Asian stocks are in the green, while US and European equity futures are pushing higher. The dollar index is easing slightly, allowing some reprieve for gold and oil prices.

Although Thursday’s 7-year Treasury auction was met with a dull response again, yields are still some 10 basis points below last week’s peak. Moderating Treasury yields for the week has contributed to the relative calm in equity markets, with the VIX index now back in line with its long-term average around 20.

Steps to normality

Market risk sentiment was buoyed by the lower-than-expected US weekly initial jobs claims, while continuing claims dropped below the 4 million mark for the first time since the pandemic broke out. US stocks also reacted positively Thursday to President Biden’s upward revision to his ambitious vaccination target, which now aims to administer 200 million doses by the end of April.

Markets have shown that investors’ optimism is predicated on the vaccine’s rollout reaching more of the population, forming the basis for the expected economic recovery.

The rotation into cyclically-sensitive counters are testament to such hopes, while the euro’s declines against its major peers are testament to persisting concerns over the snags in the EU’s vaccination efforts.

Financial stocks are set to see another boost when US markets open today, having been the best-performing sector on the S&P 500 on Thursday, after the Fed announced plans to ease up on the pandemic-induced restrictions over US banks’ dividend raises and share buybacks. This presents yet another sign that the worst of the pandemic is behind us, as the financial sector takes another significant stride back towards the world we once knew.

Barring any negative surprises, the Dow Jones index is set to erase its mid-week declines and avoid posting back-to-back weekly declines for the first time this year.

US personal income and spending prints to influence risk appetite

Investors will be monitoring the February US personal income and spending data due to be released later today.
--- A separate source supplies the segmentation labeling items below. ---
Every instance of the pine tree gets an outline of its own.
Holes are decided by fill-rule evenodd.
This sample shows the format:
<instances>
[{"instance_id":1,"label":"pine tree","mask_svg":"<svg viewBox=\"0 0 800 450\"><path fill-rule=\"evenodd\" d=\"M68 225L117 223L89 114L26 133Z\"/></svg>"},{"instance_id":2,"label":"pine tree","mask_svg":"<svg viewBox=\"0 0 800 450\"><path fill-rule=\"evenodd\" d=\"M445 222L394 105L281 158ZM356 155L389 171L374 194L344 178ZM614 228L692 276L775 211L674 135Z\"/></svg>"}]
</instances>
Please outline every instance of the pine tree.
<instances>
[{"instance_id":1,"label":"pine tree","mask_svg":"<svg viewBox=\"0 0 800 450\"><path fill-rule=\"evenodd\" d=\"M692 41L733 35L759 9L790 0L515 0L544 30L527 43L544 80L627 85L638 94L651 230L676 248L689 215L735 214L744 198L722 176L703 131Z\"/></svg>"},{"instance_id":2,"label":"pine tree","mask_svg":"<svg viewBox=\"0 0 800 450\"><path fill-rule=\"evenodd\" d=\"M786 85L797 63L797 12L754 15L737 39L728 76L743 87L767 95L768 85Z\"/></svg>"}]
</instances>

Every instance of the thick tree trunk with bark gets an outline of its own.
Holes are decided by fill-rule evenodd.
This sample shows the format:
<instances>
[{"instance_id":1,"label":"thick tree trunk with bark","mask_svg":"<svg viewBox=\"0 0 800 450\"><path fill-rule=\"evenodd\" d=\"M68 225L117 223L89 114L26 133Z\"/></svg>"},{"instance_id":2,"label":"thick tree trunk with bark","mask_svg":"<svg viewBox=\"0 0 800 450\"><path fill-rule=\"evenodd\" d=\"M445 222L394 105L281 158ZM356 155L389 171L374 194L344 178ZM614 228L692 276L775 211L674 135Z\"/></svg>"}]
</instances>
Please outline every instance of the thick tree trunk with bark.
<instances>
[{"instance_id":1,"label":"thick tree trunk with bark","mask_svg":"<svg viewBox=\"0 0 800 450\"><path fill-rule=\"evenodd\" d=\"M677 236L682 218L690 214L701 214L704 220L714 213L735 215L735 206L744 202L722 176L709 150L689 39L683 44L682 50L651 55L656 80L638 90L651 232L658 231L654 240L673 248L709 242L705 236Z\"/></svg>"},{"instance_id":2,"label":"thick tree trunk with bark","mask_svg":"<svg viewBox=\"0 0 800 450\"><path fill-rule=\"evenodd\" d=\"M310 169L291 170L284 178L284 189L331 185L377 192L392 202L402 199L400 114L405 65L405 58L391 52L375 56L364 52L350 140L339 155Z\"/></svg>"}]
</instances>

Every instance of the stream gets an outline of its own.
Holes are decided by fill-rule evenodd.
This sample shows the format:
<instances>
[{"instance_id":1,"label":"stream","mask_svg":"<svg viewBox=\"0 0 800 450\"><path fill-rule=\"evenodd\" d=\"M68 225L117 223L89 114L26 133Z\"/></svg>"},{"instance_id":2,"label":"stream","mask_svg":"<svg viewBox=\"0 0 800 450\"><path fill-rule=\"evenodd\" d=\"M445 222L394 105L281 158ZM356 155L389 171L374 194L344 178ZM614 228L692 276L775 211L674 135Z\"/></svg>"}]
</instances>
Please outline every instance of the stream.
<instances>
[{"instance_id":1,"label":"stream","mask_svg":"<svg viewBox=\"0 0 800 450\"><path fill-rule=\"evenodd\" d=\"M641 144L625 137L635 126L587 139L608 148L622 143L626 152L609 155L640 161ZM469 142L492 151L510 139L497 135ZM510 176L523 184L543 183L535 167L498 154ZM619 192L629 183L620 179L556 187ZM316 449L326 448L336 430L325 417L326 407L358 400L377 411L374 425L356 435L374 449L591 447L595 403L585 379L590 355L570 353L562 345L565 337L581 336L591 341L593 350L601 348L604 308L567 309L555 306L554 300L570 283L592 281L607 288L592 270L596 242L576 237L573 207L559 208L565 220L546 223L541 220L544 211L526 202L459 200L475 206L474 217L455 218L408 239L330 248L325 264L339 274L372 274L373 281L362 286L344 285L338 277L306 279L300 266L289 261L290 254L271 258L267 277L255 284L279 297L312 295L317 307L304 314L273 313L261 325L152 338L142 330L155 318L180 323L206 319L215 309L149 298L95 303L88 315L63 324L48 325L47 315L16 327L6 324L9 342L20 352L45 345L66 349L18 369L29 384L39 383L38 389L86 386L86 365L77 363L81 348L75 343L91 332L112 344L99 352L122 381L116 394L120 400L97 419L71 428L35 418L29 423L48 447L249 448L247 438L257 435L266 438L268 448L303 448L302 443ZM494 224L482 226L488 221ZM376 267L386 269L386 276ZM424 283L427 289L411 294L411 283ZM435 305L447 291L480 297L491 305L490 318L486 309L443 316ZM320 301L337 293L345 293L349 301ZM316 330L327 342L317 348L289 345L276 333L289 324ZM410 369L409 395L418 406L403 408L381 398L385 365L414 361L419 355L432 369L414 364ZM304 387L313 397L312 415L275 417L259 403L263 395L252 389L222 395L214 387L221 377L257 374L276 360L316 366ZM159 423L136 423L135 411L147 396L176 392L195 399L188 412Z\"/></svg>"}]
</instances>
Noting that this print is sandwiched between late December’s $600 stimulus checks and the $1400 payments just approved this month, both personal income and spending levels for February are expected to register declines.

A better-than-expected reading may help ensure that US equities go into the weekend on a positive note.

Market participants must stay on their toes

Still, a fresh major catalyst is needed in order for risk assets to roar higher.

In the interim, market participants will just have to continue contending with major cross-currents affecting risk appetite. From signs that Covid-19 cases are making a resurgence globally, to simmering US-China tensions, amid the shifting expectations for the Fed’s policy outlook, the relative calm in markets could yet be upended by the realization of such risks.